Metaheuristics are domain-independent search algorithms that can be applied in any case where nothing else works. Solving TSP is one of the most common examples, but their uses extend to anything from routing to logistics and planning.

A primer example of a metaheuristic approach to problem-solving is the field of evolutionary algorithms. These are computational strategies inspired by certain aspects of the biological process of evolution that attempt to extract key mechanisms that make evolution work and apply them in the context of, say, finding the optimal way to design a GPU.

The basic idea of all evolutionary algorithms is to maintain a “population” of solutions (e.g., different circuit designs for a GPU) that undergo cycles of “breeding” and “selection”, much like biological evolution. An example of a breeding scheme is taking two of these potential GPU designs and build a new design that incorporates some elements from either of the “parents”. This creates a new solution that is, in some sense, an evolved version of previous solutions, which may make it better or worse.

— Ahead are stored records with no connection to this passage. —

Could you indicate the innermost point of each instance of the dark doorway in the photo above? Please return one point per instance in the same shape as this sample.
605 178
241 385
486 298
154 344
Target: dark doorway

Then, we apply some selection criteria, most often just evaluating the solutions on whatever problem you’re solving—e.g., which GPU design works faster at certain benchmarks—and keep the best 50%. This cycle of breeding and selection is repeated, producing a sequence of increasingly specialized GPU designs that, almost like evolution, seems to magically discover quasi-optimal design elements just by sheer luck and relentless repetition.

Much more can be said about evolutionary algorithms and metaheuristics in general. Still, the overall idea is as simple as that: find effective search strategies that seem to work in almost all domains—finding inspiration in nature, engineering, social networks, etc.—and build computational strategies that leverage these insights.